JPL Clusters XServes 62

Posted by pudge on Friday November 15, 2002 @12:49PM from the mmm-speed dept.

burgburgburg writes "MacSlash has a brief note how NASA's JPL has put together a cluster of 33 XServes that was able to achieve 1/5 teraflop. The original article notes that the Applied Cluster Computing Group, using Pooch (Parallel OperatiOn and Control Heuristic Application) ran the AltiVec Fractal Carbon demo and achieved over 217 billion floating-point operations per second on this XServe cluster. More importantly, their research indicates that no evidence of an intrinsic limit to the size of a Macintosh-based cluster could be found."

JPL Clusters XServes

This discussion has been archived. No new comments can be posted.

Load All Comments

Search 62 Comments Log In/Create an Account

Comments Filter:

Where's the GigE switch? (Score:4, Interesting)

by teridon ( 139550 ) writes: on Friday November 15, 2002 @12:55PM (#4677841) Homepage

All G4s (including the XServer) have GigE built-in. I wonder if the GigE switch was too expensive?

- - Re:Where's the GigE switch? (Score:2, Funny)
    
    by Anonymous Coward writes:
    
    Gigabit Ethernet. Hope that helps.
  - Re:Where's the GigE switch? (Score:3, Funny)
    
    by Anonymous Coward writes:
    
    By the way, it's called XServe, not XServer.
    
    But is it pronounced "Eks Serve", "Ten Serve", or "Throatwarbler Mangrove"?
    
    (Gordon Bennett, lucky they didn't call it ServeX!)
    - Re:Where's the GigE switch? (Score:1)
      
      by bursch-X ( 458146 ) writes:
      
      I think the official pronunciation is "Apple server thingy, the flat one". ;-)
- Re:Where's the GigE switch? (Score:5, Informative)
  
  by EricWright ( 16803 ) writes: on Friday November 15, 2002 @02:34PM (#4678762) Journal
  
  Maybe the computations were not communications bound... Fractal calculations can be done with a Monte Carlo method, which is highly parallelizable, and requires very little inter-node communication.
  
  - Re:Where's the GigE switch? (Score:2, Interesting)
    
    by batobin ( 10158 ) writes:
    
    I wonder if gigabit ethernet has better latency though.
    
    Anyone know?
    - Re:Where's the GigE switch? (Score:3, Informative)
      
      by Twirlip of the Mists ( 615030 ) writes:
      
      No, I don't know, but my uninformed opinion would be that there's no measurable difference in latency between gigabit and 100BASE-T. The vast majority of the latency happens in the TCP stack inside the computer and in the NIC, as packets are generated and whatnot.
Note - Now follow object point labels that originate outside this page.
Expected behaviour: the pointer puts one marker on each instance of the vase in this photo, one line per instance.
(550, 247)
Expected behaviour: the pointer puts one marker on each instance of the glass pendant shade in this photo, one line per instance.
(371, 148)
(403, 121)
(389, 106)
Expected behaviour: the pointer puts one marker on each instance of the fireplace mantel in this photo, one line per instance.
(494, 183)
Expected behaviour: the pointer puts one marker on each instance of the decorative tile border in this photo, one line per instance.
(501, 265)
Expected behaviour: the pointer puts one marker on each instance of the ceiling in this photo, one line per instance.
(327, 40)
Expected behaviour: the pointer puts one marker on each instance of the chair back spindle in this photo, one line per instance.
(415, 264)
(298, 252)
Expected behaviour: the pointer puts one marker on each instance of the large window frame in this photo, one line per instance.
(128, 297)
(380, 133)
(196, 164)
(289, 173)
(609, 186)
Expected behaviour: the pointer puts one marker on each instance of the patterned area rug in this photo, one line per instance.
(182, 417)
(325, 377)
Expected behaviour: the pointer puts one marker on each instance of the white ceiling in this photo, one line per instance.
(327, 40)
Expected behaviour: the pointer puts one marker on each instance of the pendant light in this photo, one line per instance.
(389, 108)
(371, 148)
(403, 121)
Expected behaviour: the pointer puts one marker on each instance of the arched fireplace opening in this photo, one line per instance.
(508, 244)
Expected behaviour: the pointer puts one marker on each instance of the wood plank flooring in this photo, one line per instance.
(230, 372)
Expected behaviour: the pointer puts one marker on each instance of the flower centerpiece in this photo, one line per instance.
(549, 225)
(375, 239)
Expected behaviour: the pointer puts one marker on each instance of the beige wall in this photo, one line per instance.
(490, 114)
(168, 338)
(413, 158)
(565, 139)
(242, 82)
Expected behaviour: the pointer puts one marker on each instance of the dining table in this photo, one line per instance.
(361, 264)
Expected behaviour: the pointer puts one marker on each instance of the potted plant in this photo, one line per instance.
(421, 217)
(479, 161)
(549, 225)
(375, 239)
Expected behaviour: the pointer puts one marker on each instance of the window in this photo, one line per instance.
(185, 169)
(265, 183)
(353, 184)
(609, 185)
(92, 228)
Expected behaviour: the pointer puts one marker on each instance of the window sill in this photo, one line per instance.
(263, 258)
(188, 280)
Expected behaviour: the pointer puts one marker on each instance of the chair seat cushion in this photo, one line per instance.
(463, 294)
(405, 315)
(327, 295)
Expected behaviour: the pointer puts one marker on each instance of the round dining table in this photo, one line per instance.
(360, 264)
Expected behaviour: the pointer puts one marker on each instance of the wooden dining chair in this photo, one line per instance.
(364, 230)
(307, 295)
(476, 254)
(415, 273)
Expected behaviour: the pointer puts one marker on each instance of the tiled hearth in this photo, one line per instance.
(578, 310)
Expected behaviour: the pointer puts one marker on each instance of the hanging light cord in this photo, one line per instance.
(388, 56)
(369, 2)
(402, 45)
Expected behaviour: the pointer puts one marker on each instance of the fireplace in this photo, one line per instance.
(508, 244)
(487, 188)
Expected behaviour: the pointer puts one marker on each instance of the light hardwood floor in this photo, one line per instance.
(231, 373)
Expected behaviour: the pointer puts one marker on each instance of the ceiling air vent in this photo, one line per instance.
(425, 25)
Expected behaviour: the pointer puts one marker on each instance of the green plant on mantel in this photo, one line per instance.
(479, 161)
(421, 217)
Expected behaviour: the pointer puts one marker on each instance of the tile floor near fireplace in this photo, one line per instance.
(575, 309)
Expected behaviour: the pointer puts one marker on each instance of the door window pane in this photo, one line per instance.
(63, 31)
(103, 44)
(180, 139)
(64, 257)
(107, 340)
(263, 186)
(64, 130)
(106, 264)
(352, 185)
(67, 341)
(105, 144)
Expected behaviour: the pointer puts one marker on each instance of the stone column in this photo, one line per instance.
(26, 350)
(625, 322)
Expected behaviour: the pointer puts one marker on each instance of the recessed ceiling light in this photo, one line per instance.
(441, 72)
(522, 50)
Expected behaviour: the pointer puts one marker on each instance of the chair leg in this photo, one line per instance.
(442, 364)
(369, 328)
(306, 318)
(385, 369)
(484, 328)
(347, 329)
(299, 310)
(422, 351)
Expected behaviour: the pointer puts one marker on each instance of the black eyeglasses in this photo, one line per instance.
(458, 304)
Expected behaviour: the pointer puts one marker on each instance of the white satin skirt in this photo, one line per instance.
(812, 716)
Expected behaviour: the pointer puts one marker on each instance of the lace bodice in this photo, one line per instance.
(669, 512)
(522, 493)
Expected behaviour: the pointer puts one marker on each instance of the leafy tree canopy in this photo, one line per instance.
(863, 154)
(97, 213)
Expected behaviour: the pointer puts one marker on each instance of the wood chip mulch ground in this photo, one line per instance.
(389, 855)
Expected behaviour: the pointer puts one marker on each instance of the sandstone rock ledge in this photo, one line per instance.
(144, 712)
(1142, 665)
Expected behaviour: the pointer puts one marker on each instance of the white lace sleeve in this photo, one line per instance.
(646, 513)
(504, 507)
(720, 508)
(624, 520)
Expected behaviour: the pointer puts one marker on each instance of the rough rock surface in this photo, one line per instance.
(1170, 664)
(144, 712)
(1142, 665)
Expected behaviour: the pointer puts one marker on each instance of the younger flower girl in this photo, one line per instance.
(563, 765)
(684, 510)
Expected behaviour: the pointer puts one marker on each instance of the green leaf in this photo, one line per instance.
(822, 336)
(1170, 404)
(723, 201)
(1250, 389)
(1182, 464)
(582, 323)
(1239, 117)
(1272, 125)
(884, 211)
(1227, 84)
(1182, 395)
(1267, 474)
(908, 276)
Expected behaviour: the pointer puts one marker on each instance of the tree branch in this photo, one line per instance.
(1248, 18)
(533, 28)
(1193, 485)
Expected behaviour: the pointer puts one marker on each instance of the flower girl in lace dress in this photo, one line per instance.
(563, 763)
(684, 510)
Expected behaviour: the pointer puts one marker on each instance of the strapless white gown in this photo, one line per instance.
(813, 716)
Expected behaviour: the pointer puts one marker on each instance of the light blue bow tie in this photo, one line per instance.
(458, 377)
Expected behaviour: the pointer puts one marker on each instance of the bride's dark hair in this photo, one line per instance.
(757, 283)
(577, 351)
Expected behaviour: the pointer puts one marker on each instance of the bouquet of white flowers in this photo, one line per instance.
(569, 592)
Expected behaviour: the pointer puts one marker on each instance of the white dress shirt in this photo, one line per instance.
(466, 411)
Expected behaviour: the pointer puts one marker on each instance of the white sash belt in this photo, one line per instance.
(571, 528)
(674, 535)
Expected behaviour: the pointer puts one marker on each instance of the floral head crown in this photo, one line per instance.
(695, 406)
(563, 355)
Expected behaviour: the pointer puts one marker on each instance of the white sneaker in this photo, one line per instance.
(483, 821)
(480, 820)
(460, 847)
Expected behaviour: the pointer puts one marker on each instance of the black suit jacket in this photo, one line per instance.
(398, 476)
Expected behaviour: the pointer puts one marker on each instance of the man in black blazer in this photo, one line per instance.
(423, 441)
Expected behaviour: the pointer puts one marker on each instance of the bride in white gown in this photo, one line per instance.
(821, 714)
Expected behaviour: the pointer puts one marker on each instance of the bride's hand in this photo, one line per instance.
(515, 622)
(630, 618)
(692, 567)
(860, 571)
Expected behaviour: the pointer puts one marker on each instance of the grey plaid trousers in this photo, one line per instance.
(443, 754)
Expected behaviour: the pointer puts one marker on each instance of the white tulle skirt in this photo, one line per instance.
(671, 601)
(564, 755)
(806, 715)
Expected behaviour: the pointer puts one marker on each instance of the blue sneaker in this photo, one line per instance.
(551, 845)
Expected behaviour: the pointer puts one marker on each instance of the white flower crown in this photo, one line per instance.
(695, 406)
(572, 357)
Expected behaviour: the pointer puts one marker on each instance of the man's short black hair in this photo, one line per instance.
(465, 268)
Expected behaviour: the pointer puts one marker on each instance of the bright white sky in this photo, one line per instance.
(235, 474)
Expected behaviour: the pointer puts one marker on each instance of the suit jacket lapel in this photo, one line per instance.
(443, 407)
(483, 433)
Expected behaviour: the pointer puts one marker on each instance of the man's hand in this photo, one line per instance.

Actual transmission latency will be so tiny as to make no meaningful difference.
    - Re:Where's the GigE switch? (Score:5, Informative)
      
      by cremes ( 16553 ) writes: on Friday November 15, 2002 @05:30PM (#4680215) Homepage
      
      The latency question is a good one. I'd say the answer to this lies in the driver for the NIC. I've written an IOKit ethernet driver and experienced pretty decent performance at 100 Mb. The system is processing packets as incoming data causes interrupts in the system.
      
      However, I think the interrupt overhead for a 1000Mb link would be so high as to bring the machine to a screeching halt (okay, slow it down perceptibly). What a lot of driver writers do for gigabit links is to move their driver into polling mode. They essentially set a timer to go off every X milliseconds and process all the packets that have been copied into memory during that timeframe.
      
      This gives a lower bound on the latency. A packet will always take X milliseconds to be noticed and processed by the system. Interrupt overhead stays low, but packet latency goes up a smidge.
      
      It's a good trade off. I would bet that on a saturated link, packet latency at gigabit speeds is equivalent or WORSE than 100Mb. I might have to test that out...
      
      cr
      
      - Re:Where's the GigE switch? (Score:5, Informative)
        
        by Twirlip of the Mists ( 615030 ) writes: <twirlipofthemists@yahoo.com> on Saturday November 16, 2002 @12:41AM (#4683629)
        
        I thought a lot of gig-e cards implemented a good deal of packet processing in hardware to deal with this very problem. Am I mistaken? I remember that the first PCI gig-e card I ever saw was installed in an SGI Origin, and when running full-out it pegged an entire CPU with interrupt handlers. Later versions of the card-- or perhaps an entirely different card, but sold by SGI and used with the same Origin servers-- had hardly any interrupt activity at all, even when moving data at rates exceeding 50 MB/s.
        
"no upper limit" (Score:1, Funny)

by Anonymous Coward writes:

... except maybe price? :)

(it's a joke. laugh.)
- Re:"no upper limit" (Score:3, Insightful)
  
  by 00_NOP ( 559413 ) writes:
  
  Seriously, there will be an upper limit in a practical sense! Basically the speed of light will impose a practical limit - if it akes longer for information to pass up and down the system than it does to wait for a new instruction to be queued on an existing element of the system then there is no point in extending the system.
No comparison? (Score:3, Interesting)

by photon317 ( 208409 ) writes: on Friday November 15, 2002 @12:59PM (#4677897)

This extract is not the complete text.